In his book, The Virtual Community: Homesteading on the Electronic Frontier,
Howard Rheingold describes a more sinister situation that happened in the late
1980s in a CompuServe community. Joan
was a young woman in her late 20s who worked as a neuropsychologist in New York. She had a warm, friendly personality and soon
became an integral part of the community.
Other members of the community came to depend on her, so it was a shame
that she could only communicate with them online. Though many online relationships do
eventually move to other forms of communication, Joan could not talk to anyone
on the telephone as she was mute, and was reluctant to meet her online friends
in person, being scarred physically and left unable to speak by an accident
with a drunk driver. She said that her ‘sponsor’
had given her a computer so that she could use it to reach out to others without
having to meet them face-to-face, and thus to enable her to have relationships
with other people without having them react to her disfigurements. (Rheingold, 2000:170-172)
Joan’s warm online presence was
enough for others to form a bond with her, and she developed deep, personal
friendships within the CompuServe community.

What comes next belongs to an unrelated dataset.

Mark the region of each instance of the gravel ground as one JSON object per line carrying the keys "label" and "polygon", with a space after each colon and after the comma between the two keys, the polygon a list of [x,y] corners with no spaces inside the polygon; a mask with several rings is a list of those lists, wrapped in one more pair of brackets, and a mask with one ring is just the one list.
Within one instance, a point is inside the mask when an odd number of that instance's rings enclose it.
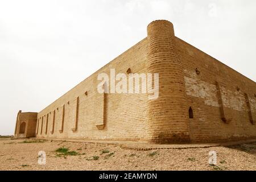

Joan’s inability to speak with or meet others—except online—proved very
convenient, as she turned out to be a man named Alex, who was a psychiatrist in
New York. His confession prompted feelings of outrage
and deep betrayal from those members of the community with whom she had deep
personal relationships. The case of Joan
differs from that of Heloise/Icarus1987, as Heloise was a one-time, casual
experience, while Joan was a fleshed-out online persona who made friends based
on how she presented herself online and how she acted. Though Alex may very well have been sincere
in the words he posted online through Joan’s mute mouth, the fact that he was
not actually a woman hurt those who had been relating to Joan as they would to
another woman. As this took place in the
early 1980s, the concept of the easy anonymity and multiple personalities one
can cloak oneself in online would not be deeply ingrained in those early
internet users who encountered Joan. (Rheingold,
2000:170-172)
Lindsay Van Gelder wrote about
Joan/Alex in Ms. Magazine’s October 1985 issue in a piece called ‘The Strange Case of the Electronic Lover’:
‘Many of us online believe that we’re a utopian community of the future, and
Alex’s experiment proved to us all that technology is no shield against
deceit. We lost our innocence, if not
our faith.’ (Rheingold, 2000:171) Currently, most users are sophisticated
enough to sense the undercurrent that there is the possibility that the person
one connects with online is not always quite who they say they are.